Tumbleweed wrote: ...

They did alter the data. There was a flag on the stripe to say "chip card". The cloning software gave the opportunity to clear this - and presumably recalculate any checksums before writing the new card.

But we were assured during the program that this was "impossible". You can guess by whom :-)

BTW is it an offense to clone one's /own/ card?

So until ATMs phone home and check if this is a C&P card, this is going to be an issue.

I'm going to hazard a guess its not ones own card, its the banks and you are licensed to use it whilst you follow a certain set of conditions.

Yes, and if all the cards use a PIN that you decide in advance not to try on any of the 30 attempts, you'll also have zero possibility that you will get it right. That's why the chance is only a *probability* and can make absolutely no assumptions whatsoever. The more you know about the PIN, the higher are your chances of guessing it correctly.

If you know for a fact that all the cards have the same PIN then the probability of guessing it correctly is *very slightly* increased because the chance increases slightly for each guess - because you have reduced the number of possibilities by 1 each time by eliminating the number you guessed incorrectly. Obviously if you have 9999 guesses that are all incorrect, then it is certain that your next guess will be correct because you will have eliminated all other possibilities. Similarly, after 9998 incorrect guesses, you have a

50/50 chance of getting it right on the next guess. etc.

Not sure where you get those figures, but they are totally incorrect!

On first card: Chance of 1st guess being right is 1:10000 Chance of 2nd guess being right is 1:9999 Chance of 3rd guess being right is 1:9998

Then it makes a difference if all the PINS are the same or not. If not, then the chances of the 3 guesses are the same as above for each of the rest of the cards (and you could use the same 3 guesses for each card without affecting your chances). If the PINS are the same, the probability continues to decrease - i.e.

Chance of 4th guess being right is 1:9997 Chance of 5th guess being right is 1:9996 Chance of 6th guess being right is 1:9995 etc.

So you may as well use different random numbers for each guess *in case* the PINS are all the same.

Whichever is the case, it makes very little difference to the end result which, as I have said, is approximately 1:333.

Would leave a standard silicon microchip. I cannot think of any way that the physical structure could be designed to destruct under X-rays

- maybe it is but I don't see a lot of point in doing so because the information needed by a fraudster is in the memory data, not the physical construction or circuit. Most memory elements would be erased under ionising radiation, but I don't think that's relevant.

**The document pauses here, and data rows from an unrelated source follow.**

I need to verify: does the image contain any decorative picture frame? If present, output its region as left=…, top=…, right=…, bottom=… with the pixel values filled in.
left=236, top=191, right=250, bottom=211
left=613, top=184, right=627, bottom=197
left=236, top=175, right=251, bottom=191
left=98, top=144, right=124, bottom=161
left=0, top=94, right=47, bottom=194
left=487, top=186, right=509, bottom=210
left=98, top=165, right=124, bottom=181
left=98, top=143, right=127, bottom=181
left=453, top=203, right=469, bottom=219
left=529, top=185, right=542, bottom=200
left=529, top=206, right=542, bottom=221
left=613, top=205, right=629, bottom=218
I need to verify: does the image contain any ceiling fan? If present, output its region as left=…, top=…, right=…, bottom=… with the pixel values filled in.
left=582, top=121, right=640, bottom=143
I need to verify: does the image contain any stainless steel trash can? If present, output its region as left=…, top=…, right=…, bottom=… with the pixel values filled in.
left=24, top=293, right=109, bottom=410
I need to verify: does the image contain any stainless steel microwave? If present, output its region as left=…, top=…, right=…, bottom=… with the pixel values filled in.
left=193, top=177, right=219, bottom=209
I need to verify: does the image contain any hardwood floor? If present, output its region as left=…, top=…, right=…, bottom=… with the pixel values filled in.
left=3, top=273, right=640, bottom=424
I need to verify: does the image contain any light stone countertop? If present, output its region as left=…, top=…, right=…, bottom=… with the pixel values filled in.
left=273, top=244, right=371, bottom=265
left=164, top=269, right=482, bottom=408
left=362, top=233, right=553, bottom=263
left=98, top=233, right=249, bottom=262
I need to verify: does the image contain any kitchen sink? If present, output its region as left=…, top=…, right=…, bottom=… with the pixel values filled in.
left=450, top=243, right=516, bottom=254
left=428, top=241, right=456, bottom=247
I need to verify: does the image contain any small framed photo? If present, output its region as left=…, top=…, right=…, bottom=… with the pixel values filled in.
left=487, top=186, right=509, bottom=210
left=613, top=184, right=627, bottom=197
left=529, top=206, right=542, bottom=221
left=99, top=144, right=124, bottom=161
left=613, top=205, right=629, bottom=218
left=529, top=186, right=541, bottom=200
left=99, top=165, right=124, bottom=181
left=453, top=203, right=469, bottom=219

It's akin to taking a hard disk drive and meticulously working out the circuit of its control board and analysing all the physical components. That will not assist you in the slightest way to retrieve a password or other information from the drive.

There are instruments that can read microscopic charge distribution on a memory array of a silicon chip and so be able to expose the contents of the entire firmware and private data area, but nothing that would be available to even an extraordinary fraudster, and it would take a

*huge* amount of time & effort even with the right equipment. And at the end of all that effort, the fraudster would have information from the private area of *one* card, and so be able to steal a few thousand pounds maximum.

Depends whether it is a down-counter or an up-counter!